The fine folks at The Four Swallows invited us over (by over, we mean across Puget Sound) for some supper. Saturday was a superb day for a ferry ride, and after a short stroll through town, we reached the farmhouse that’s been home to the restaurant for 16 years.
Inside, it’s quaint and charming, with the staff adding to the warmth of the home. The menu changes daily, tilting a bit toward Italian, but reflecting a wide variety of dishes using specially sourced and seasonal ingredients. We decided to let Chef Geraldine Ferraro (no, not the one who said Barack Obama is “lucky” to not be white or female) do the choosing for us. She chose well.
Four Swallows, you had us at duck.
The smoked duck breast appetizer was our first dish. We love duck—the fat, the flavor, and the full-on red color. Several slices swimming in a rich cherry-red wine sauce would have been enough to make us happy, but this dish also featured Persephone Farm greens and buttered brioche along with it. Oh, and wait…hiding beneath…some Delice de Bourgogne cheese. We’re talking triple cream that’s rich, smooth, and slightly pungent. (We purr for pungent.) The dish was delicious—simple and sensational ingredients contributing varying textures and tastes.

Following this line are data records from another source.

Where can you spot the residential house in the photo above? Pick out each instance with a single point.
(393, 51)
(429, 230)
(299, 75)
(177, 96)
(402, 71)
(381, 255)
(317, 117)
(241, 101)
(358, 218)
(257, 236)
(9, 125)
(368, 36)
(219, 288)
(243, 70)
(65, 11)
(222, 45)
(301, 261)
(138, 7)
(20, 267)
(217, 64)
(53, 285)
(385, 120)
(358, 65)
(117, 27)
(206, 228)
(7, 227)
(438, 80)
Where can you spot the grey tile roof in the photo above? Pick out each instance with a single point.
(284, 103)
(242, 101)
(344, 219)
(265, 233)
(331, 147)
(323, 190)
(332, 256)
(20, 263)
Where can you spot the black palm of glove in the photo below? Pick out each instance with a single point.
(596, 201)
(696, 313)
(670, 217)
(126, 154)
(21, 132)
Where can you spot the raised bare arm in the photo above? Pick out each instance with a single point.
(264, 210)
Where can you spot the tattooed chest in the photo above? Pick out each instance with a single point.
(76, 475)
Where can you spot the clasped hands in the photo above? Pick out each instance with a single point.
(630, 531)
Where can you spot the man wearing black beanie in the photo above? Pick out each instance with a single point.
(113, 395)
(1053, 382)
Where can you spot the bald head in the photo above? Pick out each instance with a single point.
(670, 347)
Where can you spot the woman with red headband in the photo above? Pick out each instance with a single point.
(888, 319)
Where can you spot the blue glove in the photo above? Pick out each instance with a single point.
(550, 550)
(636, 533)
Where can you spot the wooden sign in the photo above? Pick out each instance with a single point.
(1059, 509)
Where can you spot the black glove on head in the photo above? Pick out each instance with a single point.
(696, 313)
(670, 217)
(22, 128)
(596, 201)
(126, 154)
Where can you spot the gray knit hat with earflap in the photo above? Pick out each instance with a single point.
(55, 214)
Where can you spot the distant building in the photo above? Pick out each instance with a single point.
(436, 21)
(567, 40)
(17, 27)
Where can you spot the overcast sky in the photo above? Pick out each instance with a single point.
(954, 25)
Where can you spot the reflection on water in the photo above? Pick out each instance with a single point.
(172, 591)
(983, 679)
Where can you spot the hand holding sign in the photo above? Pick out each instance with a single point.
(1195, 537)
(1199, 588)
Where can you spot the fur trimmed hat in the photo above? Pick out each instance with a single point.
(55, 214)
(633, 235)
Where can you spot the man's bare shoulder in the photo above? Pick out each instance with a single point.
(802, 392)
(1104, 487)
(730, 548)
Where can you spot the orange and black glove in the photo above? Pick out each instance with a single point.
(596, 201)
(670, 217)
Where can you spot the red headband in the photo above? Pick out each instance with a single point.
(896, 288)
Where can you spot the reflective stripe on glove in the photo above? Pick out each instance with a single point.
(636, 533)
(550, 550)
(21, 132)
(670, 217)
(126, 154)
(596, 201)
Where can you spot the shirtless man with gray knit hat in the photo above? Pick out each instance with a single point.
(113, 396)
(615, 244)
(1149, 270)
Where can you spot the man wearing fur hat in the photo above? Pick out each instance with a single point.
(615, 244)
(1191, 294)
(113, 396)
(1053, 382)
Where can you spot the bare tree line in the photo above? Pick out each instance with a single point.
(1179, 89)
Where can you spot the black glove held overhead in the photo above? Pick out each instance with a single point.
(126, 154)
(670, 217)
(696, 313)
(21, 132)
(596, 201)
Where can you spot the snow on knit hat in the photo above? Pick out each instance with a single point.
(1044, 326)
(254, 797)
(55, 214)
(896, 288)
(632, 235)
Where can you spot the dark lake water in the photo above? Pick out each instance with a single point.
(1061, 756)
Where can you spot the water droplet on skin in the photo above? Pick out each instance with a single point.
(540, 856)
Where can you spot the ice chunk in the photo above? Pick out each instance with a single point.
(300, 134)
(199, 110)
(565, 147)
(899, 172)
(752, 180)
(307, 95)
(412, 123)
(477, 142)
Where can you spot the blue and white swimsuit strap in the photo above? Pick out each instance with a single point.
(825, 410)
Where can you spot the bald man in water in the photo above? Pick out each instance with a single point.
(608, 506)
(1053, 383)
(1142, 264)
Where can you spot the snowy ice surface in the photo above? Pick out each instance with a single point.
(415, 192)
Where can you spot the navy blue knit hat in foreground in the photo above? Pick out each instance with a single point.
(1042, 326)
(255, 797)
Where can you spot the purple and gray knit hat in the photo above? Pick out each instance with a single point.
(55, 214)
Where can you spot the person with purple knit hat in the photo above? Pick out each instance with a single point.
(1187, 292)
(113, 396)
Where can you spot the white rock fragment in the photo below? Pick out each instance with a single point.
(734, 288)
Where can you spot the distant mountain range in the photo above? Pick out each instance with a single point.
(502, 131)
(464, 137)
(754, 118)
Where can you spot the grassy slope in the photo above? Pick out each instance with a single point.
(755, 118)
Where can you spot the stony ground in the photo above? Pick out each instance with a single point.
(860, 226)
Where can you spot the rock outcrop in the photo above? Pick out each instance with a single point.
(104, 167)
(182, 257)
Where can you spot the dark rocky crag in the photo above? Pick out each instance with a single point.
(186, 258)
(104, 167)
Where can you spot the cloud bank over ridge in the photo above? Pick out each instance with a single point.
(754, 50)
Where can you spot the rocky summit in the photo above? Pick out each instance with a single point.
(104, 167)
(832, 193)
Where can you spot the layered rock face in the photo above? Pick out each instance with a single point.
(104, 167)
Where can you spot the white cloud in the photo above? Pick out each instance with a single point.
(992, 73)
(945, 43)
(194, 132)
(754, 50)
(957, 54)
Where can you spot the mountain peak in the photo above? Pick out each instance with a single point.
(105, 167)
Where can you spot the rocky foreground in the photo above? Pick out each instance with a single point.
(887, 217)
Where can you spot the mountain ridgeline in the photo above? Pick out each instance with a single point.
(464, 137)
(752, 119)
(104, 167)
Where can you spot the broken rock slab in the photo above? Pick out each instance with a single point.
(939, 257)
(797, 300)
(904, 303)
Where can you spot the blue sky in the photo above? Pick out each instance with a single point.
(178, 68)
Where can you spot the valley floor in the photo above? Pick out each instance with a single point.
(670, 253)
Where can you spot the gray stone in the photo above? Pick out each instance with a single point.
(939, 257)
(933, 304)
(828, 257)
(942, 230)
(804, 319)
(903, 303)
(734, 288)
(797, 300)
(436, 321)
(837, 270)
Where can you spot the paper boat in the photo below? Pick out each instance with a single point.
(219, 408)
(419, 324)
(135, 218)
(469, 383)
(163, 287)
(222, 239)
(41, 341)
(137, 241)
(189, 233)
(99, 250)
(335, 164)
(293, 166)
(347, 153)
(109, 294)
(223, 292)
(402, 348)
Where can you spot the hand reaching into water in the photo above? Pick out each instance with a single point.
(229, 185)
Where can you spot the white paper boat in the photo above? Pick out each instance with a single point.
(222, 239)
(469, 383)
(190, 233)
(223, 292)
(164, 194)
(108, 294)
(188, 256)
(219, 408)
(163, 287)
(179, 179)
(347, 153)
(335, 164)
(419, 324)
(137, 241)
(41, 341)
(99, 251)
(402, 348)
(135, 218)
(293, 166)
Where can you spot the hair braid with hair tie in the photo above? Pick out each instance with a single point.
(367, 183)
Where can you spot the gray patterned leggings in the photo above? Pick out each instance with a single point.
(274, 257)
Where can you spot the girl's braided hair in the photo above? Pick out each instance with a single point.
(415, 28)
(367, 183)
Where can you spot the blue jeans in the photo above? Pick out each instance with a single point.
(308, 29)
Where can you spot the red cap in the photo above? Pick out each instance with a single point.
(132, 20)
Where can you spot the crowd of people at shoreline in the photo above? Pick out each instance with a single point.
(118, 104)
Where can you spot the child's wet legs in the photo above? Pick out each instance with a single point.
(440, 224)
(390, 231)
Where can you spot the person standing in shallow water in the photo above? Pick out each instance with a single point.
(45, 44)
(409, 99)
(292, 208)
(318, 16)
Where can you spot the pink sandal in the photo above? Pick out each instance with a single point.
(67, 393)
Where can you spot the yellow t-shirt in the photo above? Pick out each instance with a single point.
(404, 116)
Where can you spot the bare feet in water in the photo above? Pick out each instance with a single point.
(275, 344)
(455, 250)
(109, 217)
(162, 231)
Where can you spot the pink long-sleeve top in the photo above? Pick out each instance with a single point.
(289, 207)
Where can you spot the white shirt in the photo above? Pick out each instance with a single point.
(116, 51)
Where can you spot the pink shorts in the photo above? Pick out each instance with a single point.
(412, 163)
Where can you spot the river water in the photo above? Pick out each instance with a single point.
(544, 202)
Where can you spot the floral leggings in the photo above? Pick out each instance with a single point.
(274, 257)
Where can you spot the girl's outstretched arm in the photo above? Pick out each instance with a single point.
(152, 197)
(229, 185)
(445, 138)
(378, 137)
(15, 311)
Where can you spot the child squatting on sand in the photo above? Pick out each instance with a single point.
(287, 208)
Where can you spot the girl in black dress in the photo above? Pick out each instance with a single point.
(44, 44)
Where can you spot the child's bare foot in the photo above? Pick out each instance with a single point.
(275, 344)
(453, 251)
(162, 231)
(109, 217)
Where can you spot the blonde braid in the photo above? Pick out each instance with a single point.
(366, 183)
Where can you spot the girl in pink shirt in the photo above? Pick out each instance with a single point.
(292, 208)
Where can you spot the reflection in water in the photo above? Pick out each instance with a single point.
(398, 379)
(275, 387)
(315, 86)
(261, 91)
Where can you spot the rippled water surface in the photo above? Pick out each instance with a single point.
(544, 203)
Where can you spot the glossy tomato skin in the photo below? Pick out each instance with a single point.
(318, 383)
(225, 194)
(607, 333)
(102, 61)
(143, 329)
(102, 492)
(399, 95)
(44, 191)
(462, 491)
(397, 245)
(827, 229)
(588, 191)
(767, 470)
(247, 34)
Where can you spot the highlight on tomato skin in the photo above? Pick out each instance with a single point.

The same greens reappeared (no complaint!) in a roasted beet salad with Point Reyes Original Blue cheese, candied pecans, and balsamic vinaigrette. We enjoyed a grilled Carlton Farms pork chop served with red onion marmalade that elevated its elegance, and an Alaskan halibut filet that was perfectly cooked (seared outside, succulent inside) and generous in portion—though some light saucing might have made it even better. The signature bread pudding dessert was heavenly and put the meal over the top. We were full for the 15-minute walk back to the ferry—full of happy memories, particularly the duck.
Originally posted at Seattlest (where “we” = me) on April 28, 2008.